Ralph Lemon “Come Home Charley Patton.” No one tugs at the heart strings like Lemon. He represents honesty in movement and this was one of the most compelling pieces of the decade, putting racism and a lynching at the forefront. Presented by the brand new African American Cultural Center, now known as the August Wilson Center, it also signaled the arrival of an important new presenting organization despite the fact that it wouldn’t get its own building until 2009. Mar. 19, 2005.

Attack Theatre “The Kitchen Sink .” This company sinks its cool tentacles into virtually every corner of the Pittsburgh arts scene (Pittsburgh Opera, Pittsburgh Symphony, Carnegie Mellon University, elementary schools, senior citizens programs). The program marked the 10th anniversary and the arrival of founders Michelle de la Reza and Peter Kope as Pittsburgh’s foremost power couple in the creative arts.

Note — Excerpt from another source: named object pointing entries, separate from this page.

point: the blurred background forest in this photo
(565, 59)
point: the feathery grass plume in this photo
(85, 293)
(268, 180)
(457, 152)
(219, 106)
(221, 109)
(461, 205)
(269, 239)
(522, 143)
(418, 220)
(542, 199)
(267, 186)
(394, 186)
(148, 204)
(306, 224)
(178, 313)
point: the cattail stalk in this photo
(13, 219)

Nov. 10, 2006.

Hubbard Street Dance Chicago. HSDC took advantage of its powerful physicality to nab the number one spot for the Pittsburgh Dance Council. This was a Byham Theater show that showed how dance could soar. Feb. 10, 2007.

Ultima Vez “Spiegel” (“Mirror”). Belgian choreographer Wim Vandekeybus deftly illustrated how dance could be frighteningly simple and real. It all came down to timing, even when throwing a brick. Presented by the Pittsburgh Dance Council at the Byham Theater. April 19, 2008.

Pittsburgh Ballet Theatre “Romeo et Juliette.”  PBT went out on a limb with this ballet when it brought in Jean-Christophe Maillot’s contemporary interpretation. It’s my favorite of all the terpsichorean versions out there (certainly the most heart-wrenching) and the PBT dancers rose to the challenge. It was also good to have seen Maillot’s “Cinderella” with his company, Les Ballets de Monte-Carlo just the year before on the Pittsburgh Dance Council season. Feb. 14, 2009.

P.S. Looking back we had the benefit of several important festivals conceived by the Pittsburgh Cultural Trust, including the International Festival of Firsts Part One (2004) and Part Two (2008), which proved that the trend in art is to blend. Movement was a strong part of many performances. Thanks to Paul Organisak for going above and beyond in the 2004 Quebec Festival and especially the  Australian Festival (loved the humor and the truly unique approach to dance).